Electromyography (EMG) based hand gesture recognition converts forearm muscle activity into control commands for prosthetics, rehabilitation, and human computer interaction. This paper proposes a novel approach to EMG-based hand gesture recognition that uses fine-grained classification and presents XMANet, which unifies low-level local and high level semantic cues through cross layer mutual attention among shallow to deep CNN experts. Using stacked spectrograms and scalograms derived from the Short Time Fourier Transform (STFT) and Wavelet Transform (WT), we benchmark XMANet against ResNet50, DenseNet-121, MobileNetV3, and EfficientNetB0. Experimental results on the Grabmyo dataset indicate that, using STFT, the proposed XMANet model outperforms the baseline ResNet50, EfficientNetB0, MobileNetV3, and DenseNet121 models with improvement of approximately 1.72%, 4.38%, 5.10%, and 2.53%, respectively. When employing the WT approach, improvements of around 1.57%, 1.88%, 1.46%, and 2.05% are observed over the same baselines. Similarly, on the FORS EMG dataset, the XMANet(ResNet50) model using STFT shows an improvement of about 5.04% over the baseline ResNet50. In comparison, the XMANet(DenseNet121) and XMANet(MobileNetV3) models yield enhancements of approximately 4.11% and 2.81%, respectively. Moreover, when using WT, the proposed XMANet achieves gains of around 4.26%, 9.36%, 5.72%, and 6.09% over the baseline ResNet50, DenseNet121, MobileNetV3, and EfficientNetB0 models, respectively. These results confirm that XMANet consistently improves performance across various architectures and signal processing techniques, demonstrating the strong potential of fine grained features for accurate and robust EMG classification.

Paper Structure

This paper contains 27 sections, 11 equations, 3 figures, 6 tables.

Figures (3)

  • Figure 1: Figure illustrates the outline of proposed Method.

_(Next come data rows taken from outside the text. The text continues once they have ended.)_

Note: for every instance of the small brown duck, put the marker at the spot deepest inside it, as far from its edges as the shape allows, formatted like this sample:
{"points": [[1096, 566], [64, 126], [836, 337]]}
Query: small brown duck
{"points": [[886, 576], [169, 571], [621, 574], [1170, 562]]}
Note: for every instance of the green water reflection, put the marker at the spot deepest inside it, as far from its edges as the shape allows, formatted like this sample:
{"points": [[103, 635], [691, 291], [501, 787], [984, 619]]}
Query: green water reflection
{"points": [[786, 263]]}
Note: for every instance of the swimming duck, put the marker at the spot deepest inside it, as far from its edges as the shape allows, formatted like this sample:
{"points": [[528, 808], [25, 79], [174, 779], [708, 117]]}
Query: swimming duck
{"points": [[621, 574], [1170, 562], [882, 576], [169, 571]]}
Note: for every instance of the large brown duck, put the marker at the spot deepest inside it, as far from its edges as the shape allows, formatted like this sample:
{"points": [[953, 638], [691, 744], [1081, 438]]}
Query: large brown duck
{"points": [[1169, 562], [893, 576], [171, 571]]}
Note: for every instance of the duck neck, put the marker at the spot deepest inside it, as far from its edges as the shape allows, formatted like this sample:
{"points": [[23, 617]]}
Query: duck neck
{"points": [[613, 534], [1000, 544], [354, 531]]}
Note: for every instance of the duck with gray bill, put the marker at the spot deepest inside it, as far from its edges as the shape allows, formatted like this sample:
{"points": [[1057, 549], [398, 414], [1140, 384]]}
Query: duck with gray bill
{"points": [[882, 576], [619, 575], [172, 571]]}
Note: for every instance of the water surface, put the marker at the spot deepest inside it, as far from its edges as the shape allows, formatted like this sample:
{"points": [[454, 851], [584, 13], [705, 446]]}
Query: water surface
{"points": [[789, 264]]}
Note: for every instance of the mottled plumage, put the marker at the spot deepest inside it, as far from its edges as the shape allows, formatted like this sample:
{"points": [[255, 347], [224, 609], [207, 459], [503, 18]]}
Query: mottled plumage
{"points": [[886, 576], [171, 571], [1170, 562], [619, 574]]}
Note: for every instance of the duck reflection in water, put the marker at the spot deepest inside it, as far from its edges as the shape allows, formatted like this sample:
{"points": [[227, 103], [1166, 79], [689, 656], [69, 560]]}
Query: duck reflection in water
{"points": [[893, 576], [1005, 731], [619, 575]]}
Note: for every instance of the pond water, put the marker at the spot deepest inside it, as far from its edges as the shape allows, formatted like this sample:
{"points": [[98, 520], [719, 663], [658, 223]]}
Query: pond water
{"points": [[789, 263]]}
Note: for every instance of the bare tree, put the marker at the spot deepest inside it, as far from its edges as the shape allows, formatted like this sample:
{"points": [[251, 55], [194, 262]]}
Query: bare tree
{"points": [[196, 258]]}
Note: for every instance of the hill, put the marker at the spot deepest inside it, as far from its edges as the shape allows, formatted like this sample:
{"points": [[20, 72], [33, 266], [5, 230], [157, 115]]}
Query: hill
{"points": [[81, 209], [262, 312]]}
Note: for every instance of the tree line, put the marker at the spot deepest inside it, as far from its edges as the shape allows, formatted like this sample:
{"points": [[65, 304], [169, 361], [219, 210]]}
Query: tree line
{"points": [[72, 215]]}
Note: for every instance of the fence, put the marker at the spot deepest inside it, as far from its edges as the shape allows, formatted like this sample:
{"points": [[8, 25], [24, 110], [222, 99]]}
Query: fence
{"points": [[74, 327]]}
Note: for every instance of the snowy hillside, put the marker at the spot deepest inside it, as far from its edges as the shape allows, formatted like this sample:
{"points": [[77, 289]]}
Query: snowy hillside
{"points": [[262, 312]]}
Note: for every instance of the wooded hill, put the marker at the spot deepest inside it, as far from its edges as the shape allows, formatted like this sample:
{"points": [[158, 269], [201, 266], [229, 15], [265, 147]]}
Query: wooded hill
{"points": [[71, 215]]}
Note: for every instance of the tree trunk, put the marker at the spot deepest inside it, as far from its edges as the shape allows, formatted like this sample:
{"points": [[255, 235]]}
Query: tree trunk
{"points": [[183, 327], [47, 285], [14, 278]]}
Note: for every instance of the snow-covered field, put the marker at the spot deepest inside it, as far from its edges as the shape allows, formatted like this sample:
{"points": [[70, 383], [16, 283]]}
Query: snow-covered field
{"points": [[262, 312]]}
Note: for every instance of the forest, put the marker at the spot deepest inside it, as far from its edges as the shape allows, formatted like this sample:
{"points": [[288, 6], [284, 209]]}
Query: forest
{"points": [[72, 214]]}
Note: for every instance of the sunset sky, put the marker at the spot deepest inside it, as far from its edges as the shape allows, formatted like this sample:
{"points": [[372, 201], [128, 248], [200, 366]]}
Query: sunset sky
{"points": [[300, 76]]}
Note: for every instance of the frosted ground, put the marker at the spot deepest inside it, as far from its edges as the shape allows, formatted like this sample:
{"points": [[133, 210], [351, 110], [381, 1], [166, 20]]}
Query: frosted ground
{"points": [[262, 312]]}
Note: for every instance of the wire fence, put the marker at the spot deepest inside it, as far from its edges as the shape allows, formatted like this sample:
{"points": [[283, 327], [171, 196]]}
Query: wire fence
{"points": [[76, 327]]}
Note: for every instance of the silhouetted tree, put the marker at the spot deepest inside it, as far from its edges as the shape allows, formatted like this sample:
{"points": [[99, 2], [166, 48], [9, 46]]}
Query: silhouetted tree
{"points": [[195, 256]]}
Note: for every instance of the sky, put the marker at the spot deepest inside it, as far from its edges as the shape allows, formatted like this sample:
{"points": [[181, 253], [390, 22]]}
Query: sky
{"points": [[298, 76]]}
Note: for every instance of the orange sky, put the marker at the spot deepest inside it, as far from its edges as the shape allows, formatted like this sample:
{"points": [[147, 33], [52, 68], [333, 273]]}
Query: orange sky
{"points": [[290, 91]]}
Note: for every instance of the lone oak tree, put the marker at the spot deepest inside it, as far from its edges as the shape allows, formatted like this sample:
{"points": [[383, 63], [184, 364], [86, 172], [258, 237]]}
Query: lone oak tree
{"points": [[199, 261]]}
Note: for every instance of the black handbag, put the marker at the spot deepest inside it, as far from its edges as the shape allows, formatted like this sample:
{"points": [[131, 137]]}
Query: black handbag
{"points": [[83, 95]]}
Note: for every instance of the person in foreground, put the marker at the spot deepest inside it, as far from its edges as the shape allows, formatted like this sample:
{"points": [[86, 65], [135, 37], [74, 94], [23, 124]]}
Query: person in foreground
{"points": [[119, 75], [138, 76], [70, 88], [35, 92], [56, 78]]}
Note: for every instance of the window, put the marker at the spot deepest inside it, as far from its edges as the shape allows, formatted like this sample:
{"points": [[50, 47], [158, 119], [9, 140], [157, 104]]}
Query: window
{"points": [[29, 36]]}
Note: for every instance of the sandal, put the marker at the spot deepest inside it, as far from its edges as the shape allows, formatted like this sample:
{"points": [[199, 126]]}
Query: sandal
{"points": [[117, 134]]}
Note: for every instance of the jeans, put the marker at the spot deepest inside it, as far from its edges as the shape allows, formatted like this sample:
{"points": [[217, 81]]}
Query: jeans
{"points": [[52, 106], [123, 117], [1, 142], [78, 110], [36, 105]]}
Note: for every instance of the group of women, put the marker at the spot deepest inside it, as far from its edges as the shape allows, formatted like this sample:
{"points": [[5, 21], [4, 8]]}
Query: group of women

A) Pre-Processing, B) Feature Extraction and Classification techniques for Gesture Recognition.
  • Figure 2: This figure illustrates XMANet method by introducing three experts $e_{1}$, $e_{2}$, $e_{3}$, on a 5-stage backbone CNN (e.g., ResNet50). The working of each expert and the concatenation of experts are depicted in different colors. Each expert receives feature maps from a specific layer as input and generates a categorical prediction along with an attention region, which is used for data augmentation by other experts. This architecture is trained in multiple steps within each iteration. We start by training the deepest expert (e3), followed by the shallower experts. Finally, in the last step, we train the concatenation of experts to enhance overall performance.
  • Figure 3: A) Electrode Positions pradhan2022multi and B) Gesture list for Grabmyo dataset pradhan2022multi and C) FORS-EMG dataset rumman2024fors.